If it's a high number, you are probably thin on memory.

---

Page swaps are energy consuming on a portable, though it should swap the memory to the HD to power the machine down into deep sleep...

So letting depending on how many times you let the machine sleep, the pageout numbers will be huge -- until you restart the machine.

EDIT: Page swaps aren't eating up memory, but letting you use more virtual memory than you have physical memory.

Before in OS 9, we'd be getting a lot of "out of memory" errors as the memory space becomes fragmented or we run out of memory.

OS X manages memory for us much better so we don't have to worry, just makes things slow at times.
 

stoid

macrumors 601
Code:
PhysMem:  73.9M wired,  237M active, 97.5M inactive,  408M used,  103M free
VM: 4.73G + 87.7M

From typing 'top' into a new Terminal window. All I have is iTunes playing, iChat idling, Mail idling, and Safari browsing the boards.
 

kasei

macrumors 6502a
Original poster
Dec 30, 2003
657
257
Los Angeles, CA
Sun Baked said:
This should be done after rebooting, but before letting the machine sleep.

After you restart, run a normal session of use -- using the machine and programs like you normally do.

Go to Terminal and type in vm_stat

Look at pageouts... is it a big number?

Unless you have a high pageout number, you're most likely not resorting to having to use the VM Manager to much -- aka, you have enough memory so don't worry.
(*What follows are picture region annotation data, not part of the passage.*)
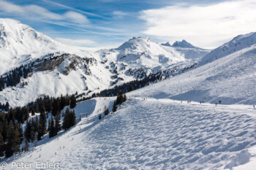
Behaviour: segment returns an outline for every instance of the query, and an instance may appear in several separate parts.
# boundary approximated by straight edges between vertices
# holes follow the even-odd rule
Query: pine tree
[[[0,132],[0,157],[4,156],[4,137]]]
[[[69,108],[67,108],[66,111],[65,111],[65,115],[64,115],[64,120],[62,123],[62,128],[67,131],[67,129],[69,129],[70,127],[70,112]]]
[[[29,147],[29,141],[26,139],[25,140],[25,151],[28,151]]]
[[[26,139],[27,139],[28,141],[30,141],[31,139],[31,127],[30,120],[28,120],[26,123],[25,133],[24,133]]]
[[[5,157],[10,158],[16,152],[20,151],[20,133],[14,128],[11,121],[7,129],[7,144],[5,147]]]
[[[125,94],[123,95],[123,103],[127,100],[127,97]]]
[[[105,107],[104,107],[104,114],[105,116],[108,115],[108,114],[109,114],[108,108],[107,108],[106,106],[105,106]]]
[[[133,90],[132,85],[130,85],[129,87],[129,89],[128,89],[128,92],[130,92],[130,91],[132,91],[132,90]]]
[[[23,128],[22,128],[22,124],[20,123],[18,123],[18,131],[20,133],[20,142],[22,142],[24,137],[24,134],[23,134]]]
[[[77,101],[74,95],[72,96],[70,100],[70,109],[74,109],[77,104]]]
[[[35,134],[38,133],[38,129],[39,129],[39,120],[38,117],[36,117],[36,121],[35,121],[35,125],[34,125],[34,132]]]
[[[45,110],[42,109],[42,111],[40,113],[40,117],[39,120],[39,129],[38,129],[38,135],[37,135],[37,140],[41,140],[42,137],[44,134],[46,134],[47,131],[47,118],[45,112]]]
[[[116,106],[116,101],[114,101],[114,104],[113,105],[113,109],[112,109],[112,112],[116,112],[117,110],[117,106]]]
[[[31,110],[31,115],[32,115],[32,116],[34,116],[34,115],[35,115],[35,112],[34,112],[34,109],[32,109],[32,110]]]
[[[75,120],[76,120],[75,112],[75,110],[73,110],[71,113],[71,126],[73,126],[76,124]]]
[[[121,104],[124,101],[123,92],[119,91],[116,97],[116,104]]]
[[[55,117],[54,135],[57,135],[59,131],[61,131],[61,115],[58,112],[56,116]]]
[[[55,134],[55,129],[54,129],[54,121],[53,121],[53,116],[50,117],[50,131],[49,131],[49,137],[51,138],[52,136],[54,136]]]
[[[75,111],[69,111],[68,108],[67,108],[65,112],[65,115],[64,117],[64,121],[62,123],[62,128],[67,131],[70,127],[75,125],[76,117]]]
If it's a high number, you are probably thin on memory.

---

Page swaps are energy consuming on a portable, though it should swap the memory to the HD to power the machine down into deep sleep...

So letting depending on how many times you let the machine sleep, the pageout numbers will be huge -- until you restart the machine.

EDIT: Page swaps aren't eating up memory, but letting you use more virtual memory than you have physical memory.

Before in OS 9, we'd be getting a lot of "out of memory" errors as the memory space becomes fragmented or we run out of memory.

OS X manages memory for us much better so we don't have to worry, just makes things slow at times.

Thanks for the help. My machine goes to sleep quite a bit so that might be at the root of the file swapping.